Monday, June 25, 2012

Hong Kong, day 1

Concrete jungle is the label it’s given – yet returning home this label had a whole different meaning. As mum and I flew into the airport I expected the windows to turn yellow from the factory emissions, cars and over-production of everything. ‘Made in China’ was the phrase that came to mind, mass production, mass population, endless food, bright lights and shopping. That was what China was in my mind, though Hong Kong tries to disassociate itself from China. Striving for their rightful independence, the people of Hong Kong still share the same language, cultures, traditions, religion and food as their giant neighbour. Though Hong Kong surprised me greatly, greeted by a wave of intense humidity we made our way by MTR, their efficient method of public transport thats system is extremely similar to the English underground – the first sign of British influence I happened to notice.

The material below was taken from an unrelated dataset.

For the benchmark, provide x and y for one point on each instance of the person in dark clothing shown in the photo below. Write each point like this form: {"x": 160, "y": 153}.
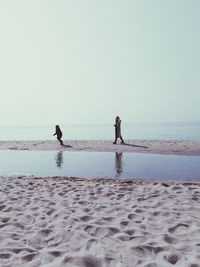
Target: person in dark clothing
{"x": 59, "y": 134}
{"x": 117, "y": 126}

Arriving at our friends apartment that from the onset appeared quite run down and uncared for compared to their previous two story open air house accompanied by a beautiful pool and garden in Kuala Lumpur. Once inside however it opened up into a rather sweet and tasteful apartment, we soon learnt that the price of everything in Hong Kong, including rent, was ridiculously expensive. The salaries therefore were just as high allowing for the fabulous lifestyles that so many lived there. A $2 million bonus being fairly common amongst bankers and businessmen. Money’s such an interesting concept to me – it does open many doors but it’s a dangerous and never ending path that feeds consumerism and greed – a characteristic that Buddhism frowns upon, ironic almost as it’s the country’s main religion.


Duck and baby greens
We became absorbed in the energy of Hong Kong almost immediately, the rush and bustle of the place took us in with open arms; first greeted by an old friend and with her, a breath of a great comfort Mary J, we relaxed into the new exoticism. The place had a very sentimental value – having grown up internationally the question ‘where are you from’ had always posed interesting to answer; my Chinese heritage was always something that I’ve felt proud of hence sharing that my Grandma’s from Hong Kong was always told with my head held high. This was a chance to connect to the words that I’d repeated countless times. Relatives whom we’d never met were on the phone within hours of arriving. We were taken to one of the most famous restaurants in Hong Kong for dinner, walking into a dining room full of smartly dressed families, couples and businessmen, we felt rather out of place having not changed out of our travel clothes – the beautiful smell of Chinese cuisine quickly banished any sense of embarrassment, though we weren’t particularly hungry, sweet Charsil (bbq pork with a sweet sauce), fresh baby greens and the notorious dish of roasted duck with plum sauce was cleared within 20 minutes.
Bowls of black sesame, sago soup and other yummies
The movement continued and our Chinese relatives had arrived to take us to try local desserts 40 minutes away from the centre of town and into what’s known as the ‘ghetto of HK’ – that didn’t really bother me at all, it added an heir of reality, of course if the Triads had shown up the feelings would’ve been slightly different. We sat around and the conversation flowed from our varied Buddhist beliefs to life in Kuala Lumpur and of course food. One aspect I love about Chinese culture is the unified manner of eating, sharing bowls of sweet black sesame soup with glutinous rice dumplings, warm almond soup and fresh mango with cold sago. Every person has their individual bowl but the food’s communal so every food gets its fair share of praise instead of being claimed by one person as is done in the West.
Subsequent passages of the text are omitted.